Interested parties can submit issues by methods other than the ELDN website: E-mail (eldn@leav-emh.army.mil), telephone (commercial (913) 758-3217 or DSN 585-3217), and U.S. mail. The mailing address is Command and General Staff College, Center for Army Leadership, ATTN: SGM Jessen, Eisenhower Hall Building #120, Room 151, 250 Gibbon Avenue, Fort Leavenworth, KS 66027-2314.

The issue will be reviewed and logged by the CAL Leader Development Office SGM to ensure the issue is a bona fide leader development issue. The review also determines a lead and assist agency, which is then tasked through the Sergeant Major of the Army to assess the issue. An issue might involve one of the Training and Doctrine Command (TRADOC) schools, for instance.

The proponent SGM for the school would become the lead agent, but he may need assistance from TRADOC, especially if the issue involves changing allotted time for a program of instruction. The TRADOC command sergeant major (CSM) would then be involved as the assisting agent. At the same time the lead and assist agencies are tasked, the issue would be sent to the field for discussion among senior SGMs and CSMs. The lead and assist agencies do the assessment of the issue. This includes conducting a needs assessment, drafting the recommendation, identifying points of contact, establishing milestones and completion dates, identifying resources, tracking discussion, developing COAs, reporting current status to the CAL proponent office, and assisting in briefing the Enlisted Leaders Development Council (ELDC).

The next step in the network is for the CAL SGM to personally brief the members of the ELDC. This is done semiannually or as the Sergeant Major of the Army directs. The council receives briefings on all issues: proposed issues, current open issues, and issues completed since the last briefing.

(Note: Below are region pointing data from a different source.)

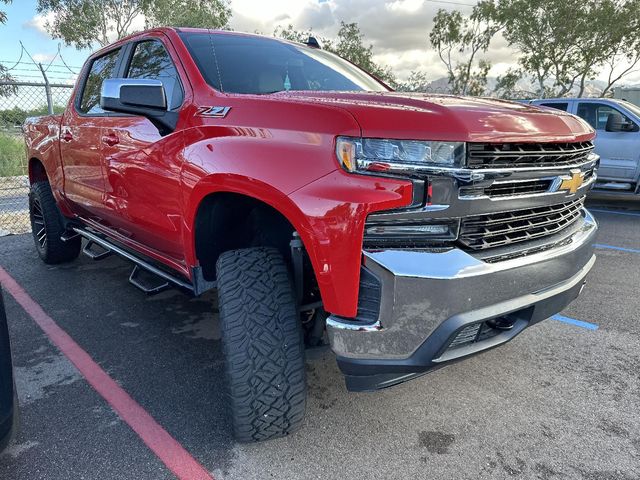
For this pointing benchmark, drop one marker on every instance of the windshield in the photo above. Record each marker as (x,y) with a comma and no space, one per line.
(247,64)
(631,107)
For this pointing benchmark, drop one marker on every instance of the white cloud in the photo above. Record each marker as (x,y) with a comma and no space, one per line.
(43,57)
(38,23)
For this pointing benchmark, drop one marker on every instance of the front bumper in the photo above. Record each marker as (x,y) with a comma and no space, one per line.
(428,298)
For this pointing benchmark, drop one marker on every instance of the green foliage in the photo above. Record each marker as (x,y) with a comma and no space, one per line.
(3,14)
(564,44)
(12,155)
(15,117)
(349,45)
(293,35)
(188,13)
(84,23)
(459,41)
(416,82)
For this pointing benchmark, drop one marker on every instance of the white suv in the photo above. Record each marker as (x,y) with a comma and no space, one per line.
(617,125)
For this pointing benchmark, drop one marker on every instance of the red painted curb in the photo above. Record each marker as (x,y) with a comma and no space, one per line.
(166,448)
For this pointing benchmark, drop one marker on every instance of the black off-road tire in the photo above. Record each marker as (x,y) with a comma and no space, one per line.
(47,227)
(262,342)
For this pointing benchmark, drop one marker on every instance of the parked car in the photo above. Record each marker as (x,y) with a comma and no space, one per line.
(417,230)
(617,125)
(8,396)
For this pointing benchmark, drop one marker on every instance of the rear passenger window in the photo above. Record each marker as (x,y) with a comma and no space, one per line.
(101,69)
(597,114)
(557,105)
(152,61)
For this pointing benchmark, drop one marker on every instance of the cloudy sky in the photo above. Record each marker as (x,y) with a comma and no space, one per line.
(398,29)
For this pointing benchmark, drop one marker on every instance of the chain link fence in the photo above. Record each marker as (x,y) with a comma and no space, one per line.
(19,101)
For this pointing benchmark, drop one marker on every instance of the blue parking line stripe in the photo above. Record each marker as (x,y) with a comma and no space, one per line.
(573,321)
(615,212)
(613,247)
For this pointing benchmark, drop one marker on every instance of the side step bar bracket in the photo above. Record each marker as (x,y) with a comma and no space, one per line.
(138,280)
(92,254)
(140,265)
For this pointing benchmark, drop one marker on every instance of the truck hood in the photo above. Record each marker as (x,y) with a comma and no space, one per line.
(448,117)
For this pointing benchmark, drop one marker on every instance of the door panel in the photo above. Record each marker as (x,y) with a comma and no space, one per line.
(81,159)
(142,191)
(619,151)
(142,168)
(80,140)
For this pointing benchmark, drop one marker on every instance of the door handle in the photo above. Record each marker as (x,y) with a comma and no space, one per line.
(111,139)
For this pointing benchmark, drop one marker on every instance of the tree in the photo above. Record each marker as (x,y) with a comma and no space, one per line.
(624,49)
(293,35)
(84,23)
(189,13)
(459,41)
(5,90)
(564,44)
(416,82)
(3,14)
(349,45)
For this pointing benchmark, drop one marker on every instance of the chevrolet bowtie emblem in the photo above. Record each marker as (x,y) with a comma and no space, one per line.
(572,183)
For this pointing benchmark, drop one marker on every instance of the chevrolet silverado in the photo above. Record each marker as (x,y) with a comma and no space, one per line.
(408,231)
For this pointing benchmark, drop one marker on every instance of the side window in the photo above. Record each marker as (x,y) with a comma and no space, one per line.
(152,61)
(564,106)
(101,69)
(597,114)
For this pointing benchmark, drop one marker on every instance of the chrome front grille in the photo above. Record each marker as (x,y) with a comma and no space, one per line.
(505,228)
(525,155)
(508,189)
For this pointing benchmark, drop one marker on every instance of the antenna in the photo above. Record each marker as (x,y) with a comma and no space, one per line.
(312,42)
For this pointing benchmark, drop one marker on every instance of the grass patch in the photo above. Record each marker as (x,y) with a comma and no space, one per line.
(12,156)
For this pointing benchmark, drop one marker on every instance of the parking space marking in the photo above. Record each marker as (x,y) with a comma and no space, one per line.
(615,212)
(166,448)
(573,321)
(613,247)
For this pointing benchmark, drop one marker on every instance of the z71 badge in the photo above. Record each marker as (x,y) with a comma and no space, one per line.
(217,112)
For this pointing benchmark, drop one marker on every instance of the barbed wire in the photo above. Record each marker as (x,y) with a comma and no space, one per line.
(32,69)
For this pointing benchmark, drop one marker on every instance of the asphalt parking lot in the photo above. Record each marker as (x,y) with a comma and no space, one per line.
(561,401)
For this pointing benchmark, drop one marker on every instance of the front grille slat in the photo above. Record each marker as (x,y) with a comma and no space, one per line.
(522,155)
(499,229)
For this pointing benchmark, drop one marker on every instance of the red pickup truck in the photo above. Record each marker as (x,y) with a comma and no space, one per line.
(406,230)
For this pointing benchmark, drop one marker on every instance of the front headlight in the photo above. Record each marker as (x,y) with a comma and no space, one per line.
(383,155)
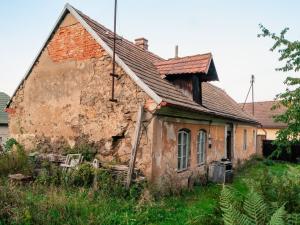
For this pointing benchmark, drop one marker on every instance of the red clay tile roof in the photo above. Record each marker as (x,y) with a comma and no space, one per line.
(143,64)
(185,65)
(264,114)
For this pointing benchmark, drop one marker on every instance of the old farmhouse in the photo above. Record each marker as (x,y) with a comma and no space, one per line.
(65,98)
(4,98)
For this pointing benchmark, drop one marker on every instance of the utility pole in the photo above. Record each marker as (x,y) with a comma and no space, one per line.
(250,89)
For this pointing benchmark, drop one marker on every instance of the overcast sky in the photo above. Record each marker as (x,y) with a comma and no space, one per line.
(228,29)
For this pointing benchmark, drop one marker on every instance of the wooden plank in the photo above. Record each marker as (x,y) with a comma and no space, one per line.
(135,145)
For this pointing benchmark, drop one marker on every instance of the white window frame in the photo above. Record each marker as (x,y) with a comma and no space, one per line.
(245,139)
(201,147)
(183,149)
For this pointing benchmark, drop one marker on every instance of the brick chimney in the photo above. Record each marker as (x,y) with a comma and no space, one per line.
(142,43)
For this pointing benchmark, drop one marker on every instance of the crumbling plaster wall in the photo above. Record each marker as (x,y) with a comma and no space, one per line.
(66,97)
(241,154)
(165,152)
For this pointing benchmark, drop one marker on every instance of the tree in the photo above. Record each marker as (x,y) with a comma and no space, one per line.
(289,52)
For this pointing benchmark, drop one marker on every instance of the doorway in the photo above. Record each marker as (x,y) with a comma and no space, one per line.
(229,138)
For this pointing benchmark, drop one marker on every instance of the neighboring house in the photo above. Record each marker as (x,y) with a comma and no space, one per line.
(264,114)
(64,99)
(4,98)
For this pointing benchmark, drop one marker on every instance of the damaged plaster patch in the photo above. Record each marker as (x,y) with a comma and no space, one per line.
(170,131)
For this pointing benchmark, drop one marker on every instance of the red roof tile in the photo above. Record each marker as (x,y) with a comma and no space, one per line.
(185,65)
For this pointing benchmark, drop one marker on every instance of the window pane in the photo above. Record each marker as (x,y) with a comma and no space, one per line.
(183,162)
(201,147)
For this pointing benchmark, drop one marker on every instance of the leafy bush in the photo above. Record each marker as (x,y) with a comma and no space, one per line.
(15,161)
(279,190)
(9,144)
(83,176)
(49,174)
(108,183)
(251,211)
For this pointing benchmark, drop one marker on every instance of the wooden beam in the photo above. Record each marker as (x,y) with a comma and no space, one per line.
(134,145)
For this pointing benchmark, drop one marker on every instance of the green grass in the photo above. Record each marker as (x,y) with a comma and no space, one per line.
(56,205)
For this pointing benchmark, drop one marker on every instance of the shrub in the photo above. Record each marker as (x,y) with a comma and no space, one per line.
(83,176)
(15,161)
(109,184)
(49,174)
(9,144)
(279,190)
(251,210)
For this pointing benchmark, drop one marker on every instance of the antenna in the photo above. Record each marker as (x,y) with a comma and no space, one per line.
(251,88)
(113,74)
(176,51)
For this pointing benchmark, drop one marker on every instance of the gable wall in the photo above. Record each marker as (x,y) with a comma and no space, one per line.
(65,100)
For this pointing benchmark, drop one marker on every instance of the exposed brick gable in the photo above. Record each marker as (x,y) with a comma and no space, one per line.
(73,42)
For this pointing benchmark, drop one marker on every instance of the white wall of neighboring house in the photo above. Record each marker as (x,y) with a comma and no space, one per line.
(270,133)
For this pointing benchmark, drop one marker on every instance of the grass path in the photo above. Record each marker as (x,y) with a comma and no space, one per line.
(55,205)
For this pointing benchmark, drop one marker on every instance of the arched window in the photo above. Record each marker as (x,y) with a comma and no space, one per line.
(183,149)
(201,147)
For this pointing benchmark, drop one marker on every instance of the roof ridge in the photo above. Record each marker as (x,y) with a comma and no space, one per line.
(259,102)
(189,56)
(118,36)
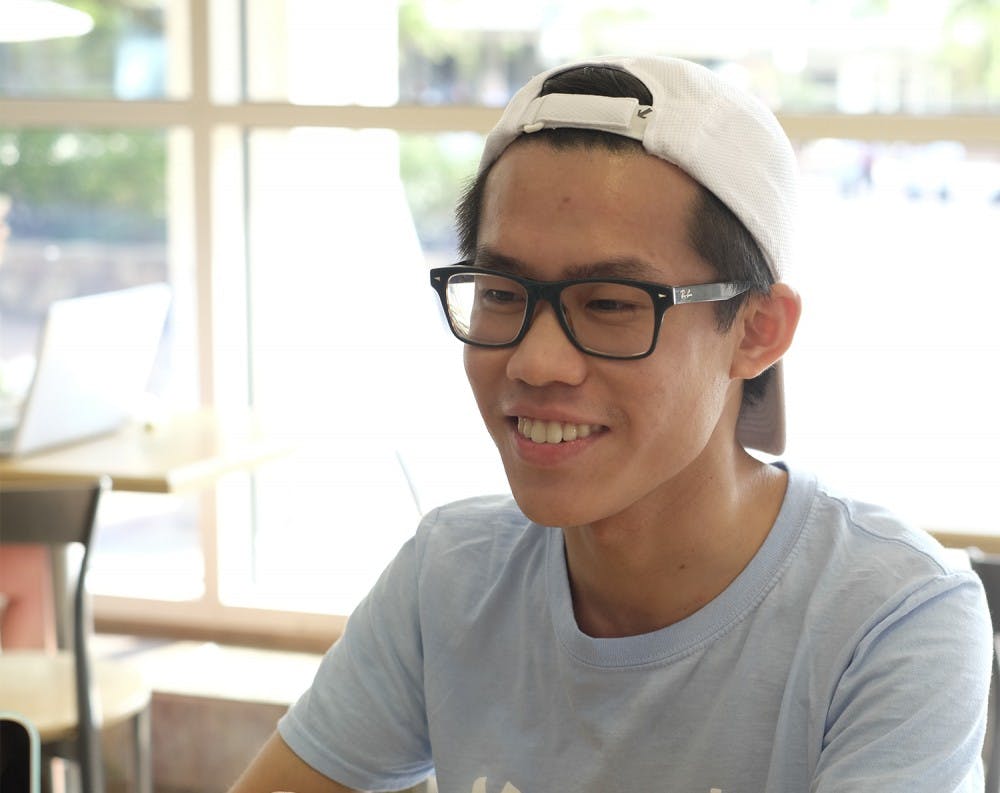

Each member of the ELDC receives a "read-ahead" packet with the issues prior to the briefing

with the understanding that the SGM council member will get together with his or her commander. This is important because the SGMs must know their commanders' intent and have their support on the issue so that the right decisions are made when the council meets.

Although there will be some discussion, the council will determine at the briefing whether further assessment is needed; whether an issue has been resolved; or whether it will enter the LDSS because the issue cannot be resolved at council level. The issues that enter the LDSS are the issues that the council strongly recommends. However, because they involve dollars or human resources, they must go to the CSA for approval.

To ensure the ELDN "loop" is closed, the individual who originally brought up the issue is notified when the assessment and resolution of the issue is completed. The information is also posted on the ELDN webpage. We think that is a very important piece to "come to closure."

The beauty of the ELDN is that it eliminates the redundancy of issues being raised repeatedly at meetings and conferences without resolution, and establishes a one-source list of all issues and their current disposition. Perhaps most importantly, according to the spokesperson, "We spend the dime and save the dollar by allowing NCOs the opportunity to resolve issues quicker at the lowest level."